The Carnival of Venice (Arban) is one of the toughest pieces in the trumpet repertoire. It involves blisteringly fast scales, double tonguing (ta-ka-ta) and triple tonuing (ta-ta-ka-ta), crazy intervals over an octave in difference, 32nd notes, and on and on. I played an easier version (Clarke) my senior year of high school, and it took me a fair bit of practice to get it as perfect as I could.
I’ve heard it said that masterpieces are never finished, merely abandoned; and if you’ve ever gazed long at a renaissance painting you’ll begin to understand. The details could go on forever, and one wonders at the process… how the painter went about his business. When did he paint what? How did the pieces fit together in time as he created it? What made him move on from one zone of the canvas to the next and why? And at what point did he abandon it, effectively saying (in Italian, no doubt), “enough is enough!”

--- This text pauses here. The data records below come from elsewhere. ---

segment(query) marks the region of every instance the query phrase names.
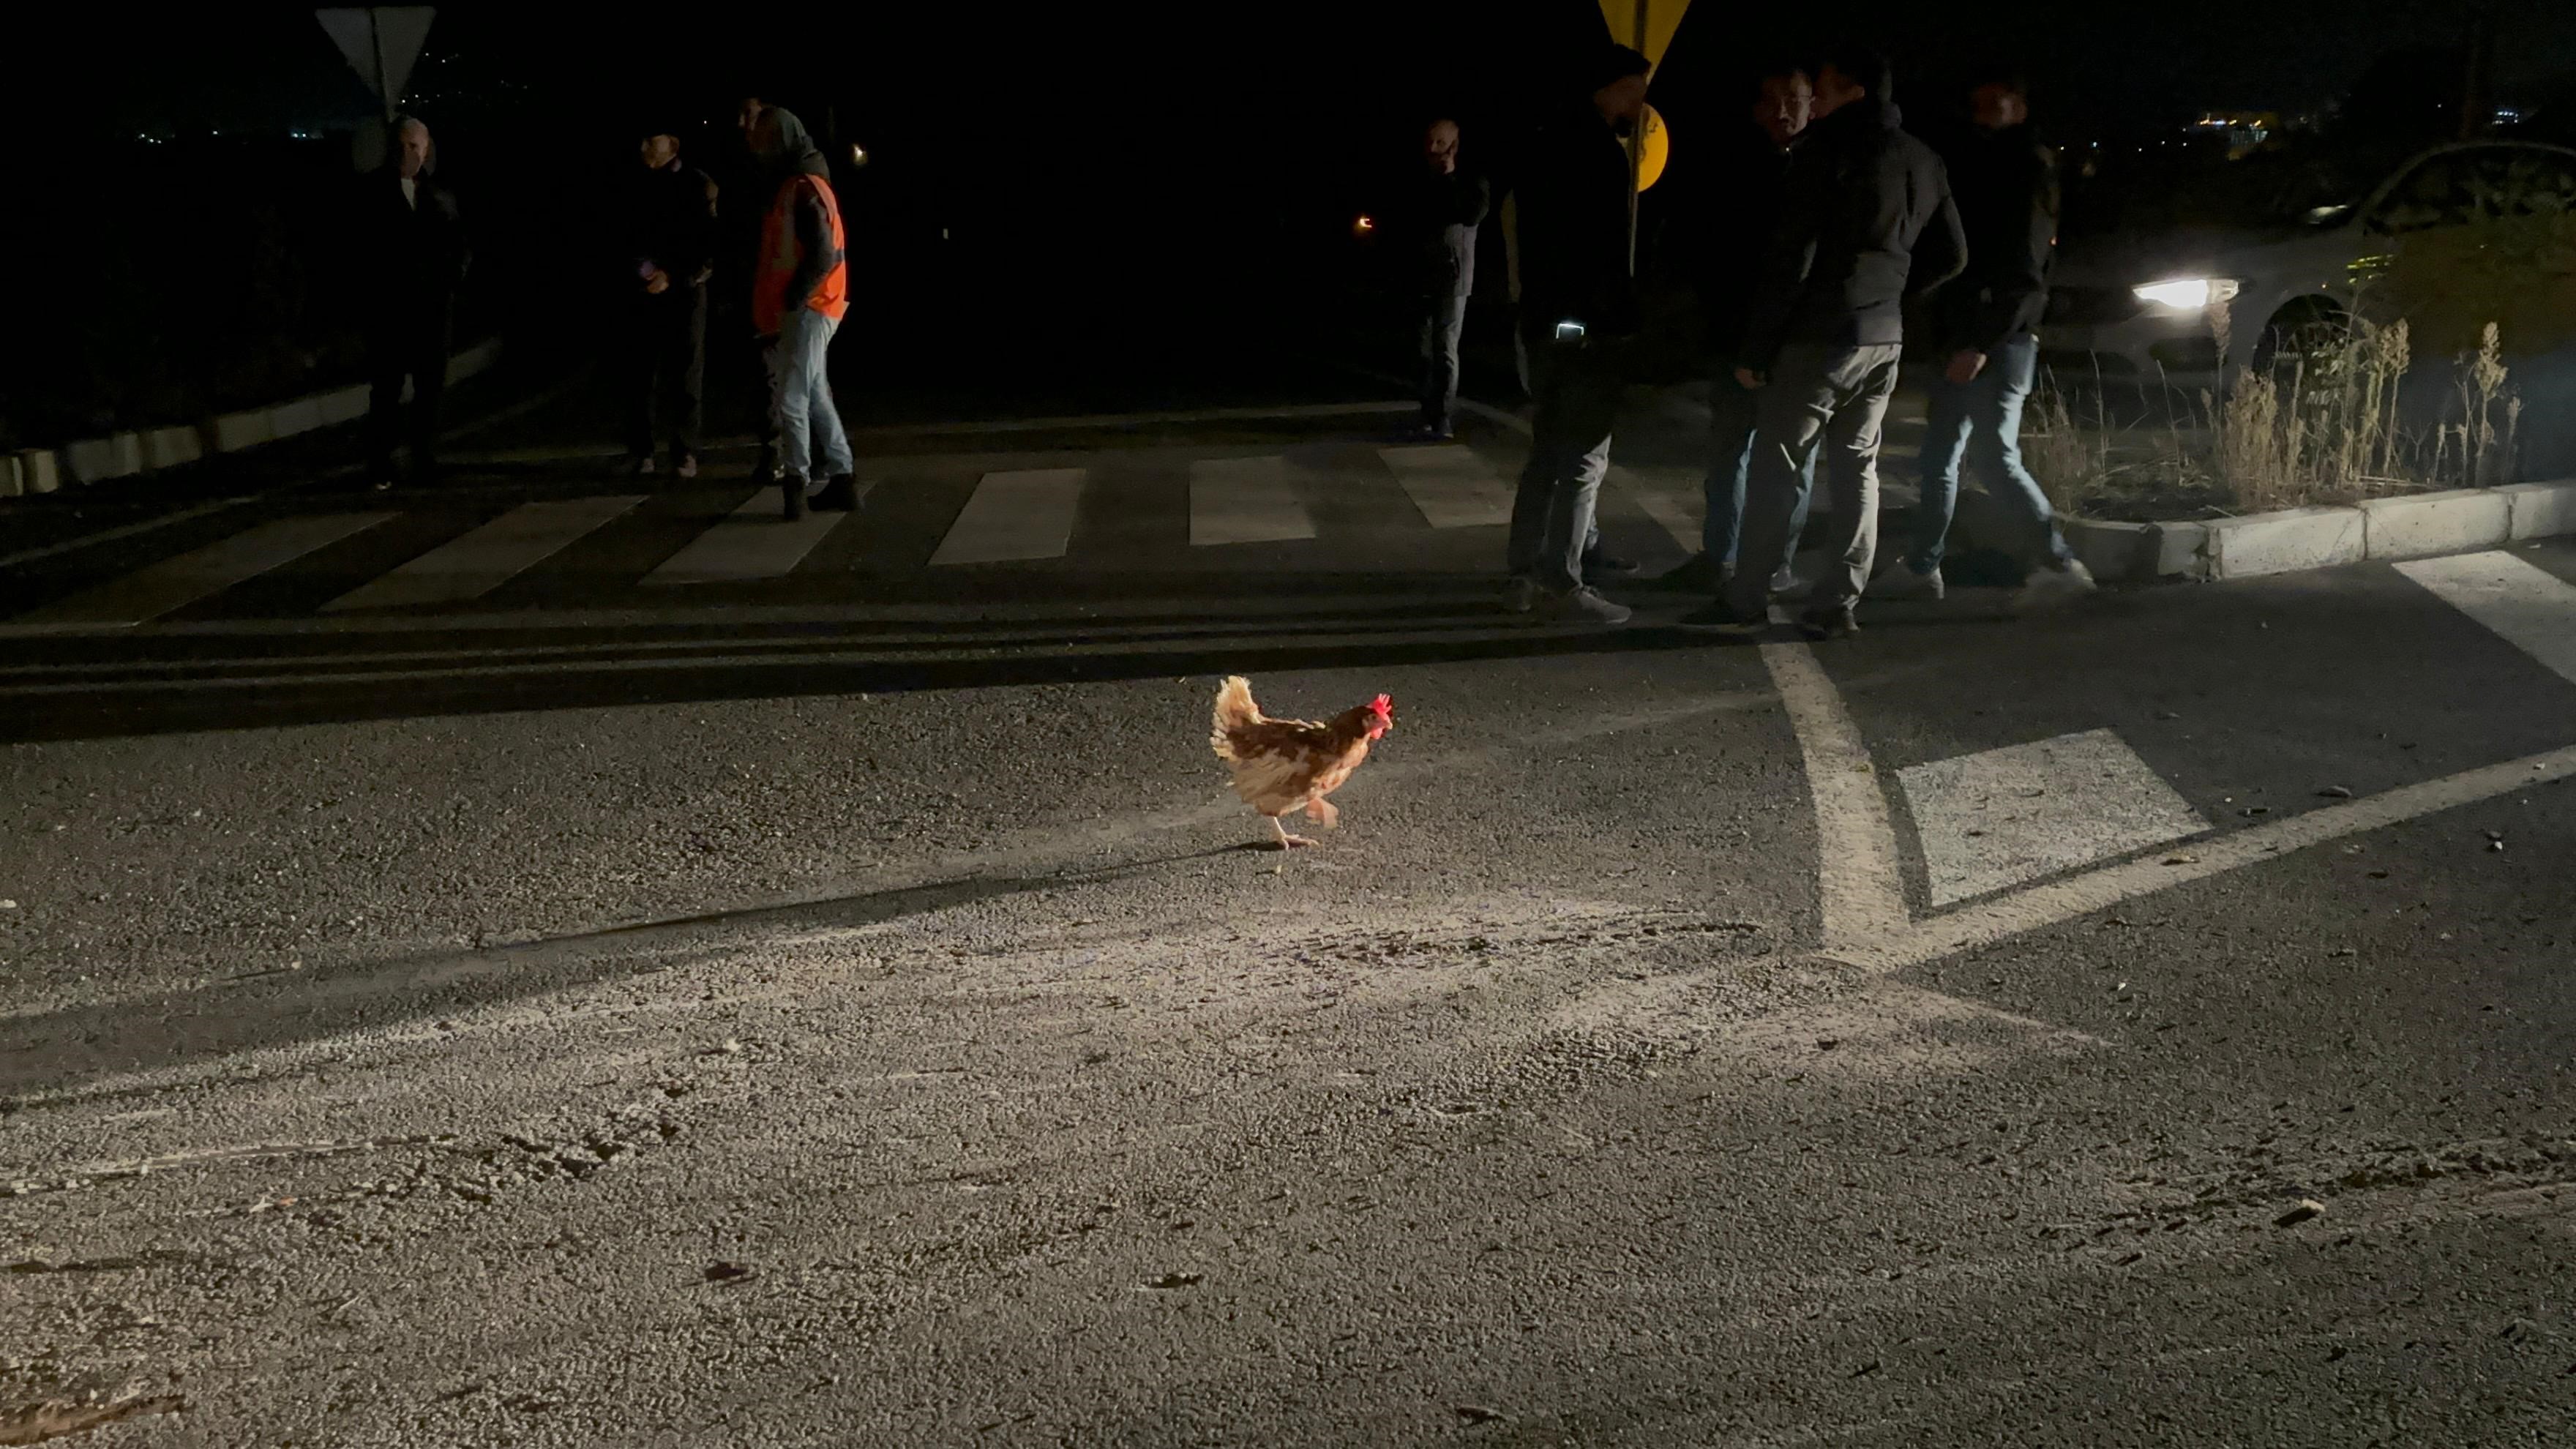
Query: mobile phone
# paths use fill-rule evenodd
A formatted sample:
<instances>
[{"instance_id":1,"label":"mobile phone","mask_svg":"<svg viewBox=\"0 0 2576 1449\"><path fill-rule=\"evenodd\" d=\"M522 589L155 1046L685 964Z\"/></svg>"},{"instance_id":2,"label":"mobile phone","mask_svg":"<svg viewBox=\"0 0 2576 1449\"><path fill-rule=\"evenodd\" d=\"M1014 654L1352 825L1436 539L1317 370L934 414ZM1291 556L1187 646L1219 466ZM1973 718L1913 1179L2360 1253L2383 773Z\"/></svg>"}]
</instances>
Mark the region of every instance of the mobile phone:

Wynton Marsalis, whom I practically worshipped as a young trumpeter in high school, produced a pinnacle of the art form in his recording of The Carnival of Venice on the record Carnaval. And yeah. It’s the Arban’s version, which is in another universe from the Clarke’s. Here's a YouTube link of Marsalis with John Williams and the Boston Pops orchestra that will blow your freaking mind. He's playing a cornet, not a trumpet, in that video.
It’s a theme and variations, so it starts off with the basic melody. It’s in 6/8 time, so it feels like a waltz; oom-pah-pah, oom-pah-pah. It’s a nice little melody, if it does anything it lilts. I said lilts. Now I get a triple score. Anyway as the variations go on, they get more difficult until gradually, in the final variation it literally sounds like there are two trumpets playing simultaneously. I am not making this up. Just a shower of sound. Marsalis did this to perfection on the record Carnaval (aforementioned), released in the early nineties. It was and is incredible. I’m waiting on my public library to call me with my reserved copy of that recording; I just have to hear it again.
As you may or may not have gleaned from the buzz in the ether around here lately, I’ve picked up a trumpet after about a seventeen year hiatus. Right now I’m just using loaners however I can get them, but I’m back into practicing again nevertheless. Today during my routine I cracked into a dusty long-forgotten section of the Arban’s book.
J.B. Arban’s first comprehensive trumpet and cornet method was published in the late 1800’s and quickly became the ultimate authority on the instrument. I’d argue that it still is too, in many ways. It’s over an inch and a half thick and has everything you could ever and never think of inside it. Included is the trumpet part for The Carnival of Venice.
When I collided with it today it was glorious. I just thought you should know. As I was playing it, fond old memories started coming into focus again. That melody, those notes, are up near the rarified heights of musicianship that I was just beginning to know so many years ago. For me to make my clumsy little forays around the edges today was nothing less than a delight.
Mind you, our collision was probably hideously ugly to my next door neighbors. But to me, in my heart and head, it was a thing of beauty.